Since the early 1990’s, GAUD has invested millions of dollars to comply with EPA and Maine DEP CSO requirements. The most visible project is along the Rail Trail in Augusta, where you can see above ground concrete boxes that help flush a storage tank buried beneath the trail. In Mill Park, the buried tanks are invisible and have helped spur interest in improving this area. Our compliance efforts have made great progress, reducing sewer discharges to the Kennebec River by 90%, from 73 million gallons (MG) per year in 1989 to 7 MG per year in 2016.

Our 4th phase of CSO work, a one million gallon tank near our office on Williams Street and the Augusta Kennebec River boat landing, will be completed soon, with pump station upgrades completed in 2020. We are working with the Maine Municipal Bond Bank and Maine DEP to finance the project in such a way that the debt payments will start when other debt payments stop. We are pleased to have complied with expensive CSO regulations without litigation.


How do we currently charge for stormwater?

GAUD is the only utility district in Maine that handles water, wastewater and stormwater, so we have had to figure out how to bill for these three functions equitably ourselves, without reference to neighboring districts.

GAUD is also one of very few utility districts in the U.S. that still charges for catch basins (once the sole source of revenue), at $50.89 per month. In addition, we collect a monthly fee of $8.30 per ERU (Equivalent Residential Unit, the runoff impact of a typical single-family residential home’s footprint) from customers in the Augusta Compact Urban Area—residential, commercial, nonprofit and governmental. One ERU represents 2,700 square feet (SF) in Augusta.

The cost of compliance, operations and maintenance, however, is projected to exceed our current stormwater fees in the near future, unless we increase revenues. Our proposed new rates are designed to make up the difference and keep our budget balanced.

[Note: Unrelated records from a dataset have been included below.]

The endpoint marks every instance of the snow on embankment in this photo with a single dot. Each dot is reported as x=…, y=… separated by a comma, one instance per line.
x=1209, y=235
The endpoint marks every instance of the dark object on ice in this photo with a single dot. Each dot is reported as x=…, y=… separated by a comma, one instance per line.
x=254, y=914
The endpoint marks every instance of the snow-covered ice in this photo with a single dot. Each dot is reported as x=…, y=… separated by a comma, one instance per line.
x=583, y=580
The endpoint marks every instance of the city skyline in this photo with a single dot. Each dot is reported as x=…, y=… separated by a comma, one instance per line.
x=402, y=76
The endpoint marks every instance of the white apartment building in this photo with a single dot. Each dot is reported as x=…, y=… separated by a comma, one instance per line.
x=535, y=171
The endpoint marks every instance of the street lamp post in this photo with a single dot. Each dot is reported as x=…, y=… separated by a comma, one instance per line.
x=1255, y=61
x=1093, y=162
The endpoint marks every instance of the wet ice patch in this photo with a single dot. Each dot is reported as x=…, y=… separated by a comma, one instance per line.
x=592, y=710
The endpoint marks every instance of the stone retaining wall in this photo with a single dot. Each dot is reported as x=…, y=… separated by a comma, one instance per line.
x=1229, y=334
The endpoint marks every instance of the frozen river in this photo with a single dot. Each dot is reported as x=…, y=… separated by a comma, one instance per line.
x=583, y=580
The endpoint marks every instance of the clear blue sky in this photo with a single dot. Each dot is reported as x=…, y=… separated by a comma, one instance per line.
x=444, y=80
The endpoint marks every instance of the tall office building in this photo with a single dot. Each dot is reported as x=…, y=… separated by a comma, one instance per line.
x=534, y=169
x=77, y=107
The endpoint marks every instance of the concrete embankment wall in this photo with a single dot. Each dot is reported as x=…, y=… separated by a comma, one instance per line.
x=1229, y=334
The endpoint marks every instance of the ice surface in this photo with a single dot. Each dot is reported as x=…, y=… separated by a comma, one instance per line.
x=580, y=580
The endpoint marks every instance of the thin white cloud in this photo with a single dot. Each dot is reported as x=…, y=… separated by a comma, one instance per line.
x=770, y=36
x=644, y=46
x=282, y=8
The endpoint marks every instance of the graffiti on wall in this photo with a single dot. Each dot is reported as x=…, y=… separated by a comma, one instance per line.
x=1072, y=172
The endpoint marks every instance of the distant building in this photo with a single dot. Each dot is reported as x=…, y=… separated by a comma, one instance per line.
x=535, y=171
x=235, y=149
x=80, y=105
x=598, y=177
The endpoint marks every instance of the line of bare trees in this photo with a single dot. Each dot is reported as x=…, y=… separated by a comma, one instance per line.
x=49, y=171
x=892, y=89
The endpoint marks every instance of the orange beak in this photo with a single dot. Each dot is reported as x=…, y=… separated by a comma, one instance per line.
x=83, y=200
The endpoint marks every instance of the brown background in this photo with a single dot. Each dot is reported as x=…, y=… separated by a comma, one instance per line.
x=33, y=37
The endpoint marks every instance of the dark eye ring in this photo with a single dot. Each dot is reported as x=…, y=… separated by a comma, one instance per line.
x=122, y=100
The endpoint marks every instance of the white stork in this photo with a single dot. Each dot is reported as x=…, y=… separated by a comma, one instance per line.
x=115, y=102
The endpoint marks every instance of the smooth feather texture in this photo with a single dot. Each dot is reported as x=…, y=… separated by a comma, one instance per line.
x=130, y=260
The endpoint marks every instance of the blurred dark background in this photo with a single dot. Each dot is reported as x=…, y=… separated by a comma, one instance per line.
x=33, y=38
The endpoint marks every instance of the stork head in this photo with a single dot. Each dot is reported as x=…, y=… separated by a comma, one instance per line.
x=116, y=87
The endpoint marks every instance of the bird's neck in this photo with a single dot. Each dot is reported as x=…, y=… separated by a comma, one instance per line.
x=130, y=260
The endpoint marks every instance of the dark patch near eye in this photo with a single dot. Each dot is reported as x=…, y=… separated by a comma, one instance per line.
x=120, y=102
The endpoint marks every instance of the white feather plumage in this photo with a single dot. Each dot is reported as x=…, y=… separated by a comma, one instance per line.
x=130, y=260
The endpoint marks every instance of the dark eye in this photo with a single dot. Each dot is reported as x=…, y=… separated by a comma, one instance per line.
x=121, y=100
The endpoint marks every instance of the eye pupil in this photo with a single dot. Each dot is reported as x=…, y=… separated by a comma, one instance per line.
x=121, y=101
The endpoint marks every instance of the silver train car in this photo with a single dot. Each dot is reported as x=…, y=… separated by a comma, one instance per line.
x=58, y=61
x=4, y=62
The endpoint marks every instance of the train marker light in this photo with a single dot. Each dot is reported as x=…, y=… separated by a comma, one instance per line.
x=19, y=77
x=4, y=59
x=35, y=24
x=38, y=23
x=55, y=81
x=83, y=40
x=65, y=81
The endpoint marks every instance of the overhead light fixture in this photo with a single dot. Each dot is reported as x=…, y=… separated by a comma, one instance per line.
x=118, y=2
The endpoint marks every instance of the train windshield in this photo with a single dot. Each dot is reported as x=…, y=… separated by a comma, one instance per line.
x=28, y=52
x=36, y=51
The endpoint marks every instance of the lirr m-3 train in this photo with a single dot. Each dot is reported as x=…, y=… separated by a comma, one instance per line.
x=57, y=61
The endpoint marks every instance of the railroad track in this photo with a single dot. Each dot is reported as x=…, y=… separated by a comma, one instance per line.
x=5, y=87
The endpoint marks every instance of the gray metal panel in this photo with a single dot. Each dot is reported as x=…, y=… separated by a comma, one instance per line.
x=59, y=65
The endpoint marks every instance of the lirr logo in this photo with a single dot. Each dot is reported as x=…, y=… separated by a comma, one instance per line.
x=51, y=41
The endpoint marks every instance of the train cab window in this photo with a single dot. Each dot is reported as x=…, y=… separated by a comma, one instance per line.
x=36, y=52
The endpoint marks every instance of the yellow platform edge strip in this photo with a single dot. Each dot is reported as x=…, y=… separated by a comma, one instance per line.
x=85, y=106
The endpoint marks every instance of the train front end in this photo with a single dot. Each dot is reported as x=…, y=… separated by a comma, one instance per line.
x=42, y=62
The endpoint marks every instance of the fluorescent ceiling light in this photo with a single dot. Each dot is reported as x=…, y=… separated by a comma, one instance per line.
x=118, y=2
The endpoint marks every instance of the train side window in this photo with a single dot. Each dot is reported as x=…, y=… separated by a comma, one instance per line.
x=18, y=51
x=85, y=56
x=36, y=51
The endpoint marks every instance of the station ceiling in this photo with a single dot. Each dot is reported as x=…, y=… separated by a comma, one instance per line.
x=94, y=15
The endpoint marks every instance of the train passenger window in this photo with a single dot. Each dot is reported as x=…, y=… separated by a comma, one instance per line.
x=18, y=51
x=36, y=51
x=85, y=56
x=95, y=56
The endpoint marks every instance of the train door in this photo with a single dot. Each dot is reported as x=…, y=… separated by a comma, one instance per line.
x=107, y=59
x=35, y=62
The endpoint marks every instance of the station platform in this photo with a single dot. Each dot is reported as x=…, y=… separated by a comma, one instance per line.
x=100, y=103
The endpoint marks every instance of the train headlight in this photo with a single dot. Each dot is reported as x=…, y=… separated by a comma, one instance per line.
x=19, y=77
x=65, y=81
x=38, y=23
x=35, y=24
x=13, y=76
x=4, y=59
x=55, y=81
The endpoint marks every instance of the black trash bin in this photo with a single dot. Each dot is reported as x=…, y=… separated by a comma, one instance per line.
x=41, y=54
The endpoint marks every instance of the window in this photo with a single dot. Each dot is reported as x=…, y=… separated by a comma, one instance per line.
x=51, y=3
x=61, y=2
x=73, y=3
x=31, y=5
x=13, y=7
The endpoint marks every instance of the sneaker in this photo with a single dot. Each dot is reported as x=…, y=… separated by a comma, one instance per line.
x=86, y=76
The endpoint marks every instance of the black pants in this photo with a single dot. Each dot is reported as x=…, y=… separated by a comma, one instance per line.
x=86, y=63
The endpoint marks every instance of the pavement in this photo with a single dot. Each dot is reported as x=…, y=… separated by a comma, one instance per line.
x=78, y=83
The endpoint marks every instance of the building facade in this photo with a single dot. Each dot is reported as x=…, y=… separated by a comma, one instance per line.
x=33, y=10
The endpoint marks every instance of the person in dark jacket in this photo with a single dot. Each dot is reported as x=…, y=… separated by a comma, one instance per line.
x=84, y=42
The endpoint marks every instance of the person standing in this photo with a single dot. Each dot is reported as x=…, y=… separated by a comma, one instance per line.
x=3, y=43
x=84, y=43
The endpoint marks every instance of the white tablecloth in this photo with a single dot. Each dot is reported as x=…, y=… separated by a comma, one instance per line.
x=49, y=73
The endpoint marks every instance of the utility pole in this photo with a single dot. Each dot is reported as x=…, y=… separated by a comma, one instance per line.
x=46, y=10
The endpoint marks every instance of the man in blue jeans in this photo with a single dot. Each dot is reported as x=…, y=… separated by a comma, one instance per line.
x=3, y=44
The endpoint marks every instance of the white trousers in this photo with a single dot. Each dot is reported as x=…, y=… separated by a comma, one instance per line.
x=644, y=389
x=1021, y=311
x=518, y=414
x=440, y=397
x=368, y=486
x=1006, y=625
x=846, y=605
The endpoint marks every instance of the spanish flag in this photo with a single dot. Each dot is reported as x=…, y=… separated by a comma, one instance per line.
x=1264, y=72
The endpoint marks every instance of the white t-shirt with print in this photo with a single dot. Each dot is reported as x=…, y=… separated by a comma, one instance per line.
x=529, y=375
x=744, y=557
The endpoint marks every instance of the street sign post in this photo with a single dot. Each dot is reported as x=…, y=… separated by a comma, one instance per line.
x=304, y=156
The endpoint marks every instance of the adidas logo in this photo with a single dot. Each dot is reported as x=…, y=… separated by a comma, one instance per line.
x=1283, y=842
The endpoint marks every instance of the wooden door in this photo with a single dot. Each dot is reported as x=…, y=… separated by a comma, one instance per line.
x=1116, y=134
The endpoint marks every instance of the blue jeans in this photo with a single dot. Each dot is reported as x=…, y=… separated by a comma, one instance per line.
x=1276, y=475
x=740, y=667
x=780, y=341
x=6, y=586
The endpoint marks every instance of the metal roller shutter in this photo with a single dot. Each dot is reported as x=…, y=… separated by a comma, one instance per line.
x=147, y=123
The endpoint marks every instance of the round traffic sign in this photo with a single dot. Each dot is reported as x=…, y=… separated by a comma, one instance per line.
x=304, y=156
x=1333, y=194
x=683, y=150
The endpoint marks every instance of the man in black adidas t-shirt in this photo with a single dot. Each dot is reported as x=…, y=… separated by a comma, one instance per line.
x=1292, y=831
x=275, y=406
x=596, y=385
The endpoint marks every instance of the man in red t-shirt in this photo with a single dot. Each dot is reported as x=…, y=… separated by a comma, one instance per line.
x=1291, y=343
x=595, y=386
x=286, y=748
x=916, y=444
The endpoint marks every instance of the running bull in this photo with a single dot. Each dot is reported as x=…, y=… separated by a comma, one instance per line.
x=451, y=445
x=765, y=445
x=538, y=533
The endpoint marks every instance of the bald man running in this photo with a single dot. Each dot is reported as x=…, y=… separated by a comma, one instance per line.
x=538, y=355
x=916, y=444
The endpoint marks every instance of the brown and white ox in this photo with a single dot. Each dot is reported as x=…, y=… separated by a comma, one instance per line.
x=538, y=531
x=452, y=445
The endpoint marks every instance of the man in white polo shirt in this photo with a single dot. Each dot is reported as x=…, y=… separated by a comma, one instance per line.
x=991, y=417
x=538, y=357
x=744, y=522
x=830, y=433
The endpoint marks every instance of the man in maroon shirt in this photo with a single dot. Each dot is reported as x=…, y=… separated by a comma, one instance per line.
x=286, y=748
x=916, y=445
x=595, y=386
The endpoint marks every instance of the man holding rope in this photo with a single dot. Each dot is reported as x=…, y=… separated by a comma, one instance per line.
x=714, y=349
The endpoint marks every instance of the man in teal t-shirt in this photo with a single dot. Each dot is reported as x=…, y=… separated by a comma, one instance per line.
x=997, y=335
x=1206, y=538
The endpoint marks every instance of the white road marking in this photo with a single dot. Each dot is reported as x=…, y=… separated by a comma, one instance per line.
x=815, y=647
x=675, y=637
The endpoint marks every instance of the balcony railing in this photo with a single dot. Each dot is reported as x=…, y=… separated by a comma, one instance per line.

In order to determine the most equitable and sustainable way to charge for our increased stormwater costs, the GAUD Board of Trustees convened a Stormwater Workgroup (SWG) in May of 2017. In January of 2018, they made the following recommendations in a report to the Board:

  • The Board of Trustees should engage a consultant to design a stormwater rate system that more accurately reflects actual stormwater-related costs.
  • The GAUD Board should arrange a joint meeting of the Stormwater Workgroup with the Charter Review Committee to discuss how to clarify the boundaries of the GAUD district.
  • Continue the practice of annual coordination between the Augusta Public Works Department and GAUD on capital improvements and maintenance planning
  • Look at the impact of reallocating costs from old sewer pipe projects to the stormwater and sewer accounts in accordance with current practices.

The Board then created a Rate Subcommittee and worked with the City of Augusta to forecast costs and revenue from the various options. The Rate Subcommittee made an initial recommendation at the January, 2019 Board meeting, and developed a final recommendation at the March 25th Board meeting. GAUD held a Public Hearing about proposed new rates on May 20, 2019, and the new rates went into effect on July 1, 2019.

The Rate Subcommittee met again on July 8, 2019 to continue reviewing rates, and reported at the July 15 Trustees meeting that they had agreed to:

  1. Ratify a stormwater main extension policy that spells our the District’s financial contributions to new stormwater mains. This is covered by GAUD Policy 6, “Sewer Main Extensions.”
  2. Develop a geographic information system-based description of the sidewalks and city streets for which GAUD will bill the City for impervious area using ERUs (Equivalent Residential Units). The goal is to have this in place, with COA agreement, by the end of July, in time for our respective August planning sessions for the next fiscal year.
  3. Identify parcels that benefit from adjacent sewer or stormwater infrastructure, and consider readiness to serve fees consistent with the Charter, by the end of August.
  4. Reenergize the Charter committee to consider modifications to the Charter to include:
        a. review territory description;
        b. review Hallowell veto on sewer main extensions;
        c. add language to allow Hallowell non-voting member to vote if voting member is absent; and
        d. add language to make stormwater a “basic service,” failure to pay for which would allow shutting off drinking water service.